The list can be subdivided into eight different categories: material gain,
alibi, revenge, sympathy, attention, a disturbed mental state, relabeling, or
regret. To test the validity of the list, a sample of 57 proven false
allegations were studied at and provided by the National Unit of the Dutch
National Police (NU). The complete files were studied to ensure correct
classification by the NU and to identify the motives of the complainants. The
results support the overall validity of the list. Complainants were primarily
motivated by emotional gain. Most false allegations were used to cover up other
behavior such as adultery or skipping school. Some complainants, however,
reported more than one motive. A large proportion, 20% of complainants, said
that they did not know why they filed a false allegation. The results confirm
the complexity of motivations for filing false allegations and the difficulties
associated with archival studies. In conclusion, the list of Kanin is, based on
the current results, valid but insufficient to explain all the different
motives of complainants to file a false allegation.
FULL
TEXT - LINK:
Excerpt on “RELABELING" ~
A
Dutch defense lawyer, Veraart (2006), described
two other motives for filing a false allegation. Sometimes consensual sex is
afterward presented by the complainant as rape to the police, because of its
disappointing or shameful character. The relabeling, however, is not
internalized as the complainant is still aware of the fact that she was not
raped at all because the sexual encounter was consensual. If consensual sex
afterward is, due to external pressure or influence, relabeled as rape, the
complainant might not have desired the sexual encounter but did consent without
any abuse of power or manipulation by the other party. The complainant,
however, did not convey her lack of desire. Unwanted but consensual sex is
common (Bay-Cheng & Eliseo-Arras, 2008; Erickson
& Rapkin, 1991; O’Sullivan
& Allgeier, 1998; Philips, 2000). In the study
conducted by O’Sullivan and Allgeier, 26% of men and 50% of women reported at
least one occasion in which they had engaged in unwanted, but consented, sexual
activity in a 2-week period. The element of a not wanting, a lack of desire, is
used to justify the false allegation of rape. But the complainant is still
aware of the fact that she was not raped and consented to the sexual encounter.

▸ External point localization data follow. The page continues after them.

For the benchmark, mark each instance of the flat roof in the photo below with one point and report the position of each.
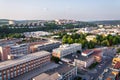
(23, 59)
(45, 76)
(66, 46)
(87, 51)
(62, 69)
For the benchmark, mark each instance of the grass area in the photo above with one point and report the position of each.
(93, 65)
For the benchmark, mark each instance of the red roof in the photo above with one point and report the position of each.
(87, 51)
(117, 65)
(97, 52)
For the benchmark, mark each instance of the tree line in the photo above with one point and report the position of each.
(100, 40)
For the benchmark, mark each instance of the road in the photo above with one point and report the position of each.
(37, 71)
(94, 74)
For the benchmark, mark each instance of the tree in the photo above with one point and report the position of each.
(105, 43)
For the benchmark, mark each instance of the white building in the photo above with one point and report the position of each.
(90, 37)
(36, 34)
(66, 49)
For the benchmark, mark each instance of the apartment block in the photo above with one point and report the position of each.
(47, 46)
(66, 49)
(14, 50)
(13, 68)
(63, 72)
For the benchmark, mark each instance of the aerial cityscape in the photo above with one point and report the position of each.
(59, 40)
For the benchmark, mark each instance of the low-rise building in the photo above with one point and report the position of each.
(15, 50)
(63, 72)
(66, 49)
(90, 37)
(13, 68)
(116, 60)
(47, 46)
(81, 61)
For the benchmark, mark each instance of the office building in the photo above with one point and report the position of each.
(13, 68)
(63, 72)
(66, 49)
(47, 46)
(14, 50)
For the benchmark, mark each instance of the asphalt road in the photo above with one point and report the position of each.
(99, 69)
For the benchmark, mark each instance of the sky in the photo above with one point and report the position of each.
(85, 10)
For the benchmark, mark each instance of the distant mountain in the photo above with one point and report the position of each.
(108, 22)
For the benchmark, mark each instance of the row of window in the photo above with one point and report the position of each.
(25, 67)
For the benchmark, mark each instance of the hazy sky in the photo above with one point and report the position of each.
(60, 9)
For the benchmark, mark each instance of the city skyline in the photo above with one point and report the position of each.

Lay people tend to associate rape with not wanting. De Zutter, Horselenberg,
and van Koppen (2017) conducted a
quasi-experiment in which they asked 35 women to fabricate rape and file a
false allegation. They found that the fabricated stories of rape, the false
allegations, resembled unwanted sex. Studies on fabricated rape have
consistently shown that lay people tend to associate not wanting sex with rape
(De Zutter, Horselenberg, & van Koppen, 2016; De Zutter et
al., 2017). Thus, if a
complainant recounts her unwanted consensual sexual encounter to friends and
family, her social environment will react with the label of rape. Once the consensual
sexual encounter is labeled rape by the environment, it creates a proverbial
point of no return in the head of the complainant who decides to file a false
allegation of rape at the police station instead of confronting her social
environment with the assertion that their label is invalid (Veraart, 1997, 2006). Sometimes
scholars have been said to engage in the process of relabeling consensual
sexual encounters as rape. Sommers (1995) argued in her
book “Who Stole Feminism?” that relabeling by scholars caused an inflation of
the prevalence rates of rape reported by some scholars in the USA, because only
one in four women who were labeled victims of rape by scientists in these
studies believed that they were, in fact, raped. [Excerpt from: André W. E. A.
De Zutter, Robert Horselenberg, Peter J. van Koppen, “Motives for Filing a
False Allegation of Rape,” Arch Sex Behav. 2018; 47(2): 457–464. Pub. online 2017 Feb 17.]